Parser for HTTP server log output, of the form:

195.146.134.15 - - [20/Jan/2003:08:55:36 -0800]
"GET /path/to/page.html HTTP/1.0" 200 4649 "http://www.somedomain.com/020602/page.html"
"Mozilla/4.0 (compatible; MSIE 6.0; Windows NT 5.1)"
127.0.0.1 - u.surname@domain.com [12/Sep/2006:14:13:53 +0300]
"GET /skins/monobook/external.png HTTP/1.0" 304 - "http://wiki.mysite.com/skins/monobook/main.css"
"Mozilla/5.0 (Windows; U; Windows NT 5.1; en-US; rv:1.8.0.6) Gecko/20060728 Firefox/1.5.0.6"

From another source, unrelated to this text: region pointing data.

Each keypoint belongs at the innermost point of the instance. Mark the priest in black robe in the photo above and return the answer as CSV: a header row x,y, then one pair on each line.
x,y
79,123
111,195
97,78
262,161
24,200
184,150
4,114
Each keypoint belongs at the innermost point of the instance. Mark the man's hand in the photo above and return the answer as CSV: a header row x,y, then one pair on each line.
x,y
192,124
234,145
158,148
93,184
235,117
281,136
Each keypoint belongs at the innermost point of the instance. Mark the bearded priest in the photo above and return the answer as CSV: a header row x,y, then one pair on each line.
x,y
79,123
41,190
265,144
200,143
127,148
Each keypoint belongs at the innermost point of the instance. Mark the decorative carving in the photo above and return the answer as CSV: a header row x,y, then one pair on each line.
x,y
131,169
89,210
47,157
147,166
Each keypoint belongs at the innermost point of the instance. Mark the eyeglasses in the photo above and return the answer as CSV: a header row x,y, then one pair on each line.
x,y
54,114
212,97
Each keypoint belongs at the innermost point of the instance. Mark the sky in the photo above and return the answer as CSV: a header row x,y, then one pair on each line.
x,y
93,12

You can then break it up as follows:
IP ADDRESS - -
Server Date / Time [SPACE]
"GET /path/to/page
HTTP/Type Request"
Success Code
Bytes Sent To Client
Referer
Client Software
"""

from pyparsing import (
    alphas,
    nums,
    dblQuotedString,
    Combine,
    Word,
    Group,
    delimitedList,
    Suppress,
    removeQuotes,
)
import string


def getCmdFields(s, l, t):
    t["method"], t["requestURI"], t["protocolVersion"] = t[0].strip('"').split()


logLineBNF = None


def getLogLineBNF():
    global logLineBNF

    if logLineBNF is None:
        integer = Word(nums)
        ipAddress = delimitedList(integer, ".", combine=True)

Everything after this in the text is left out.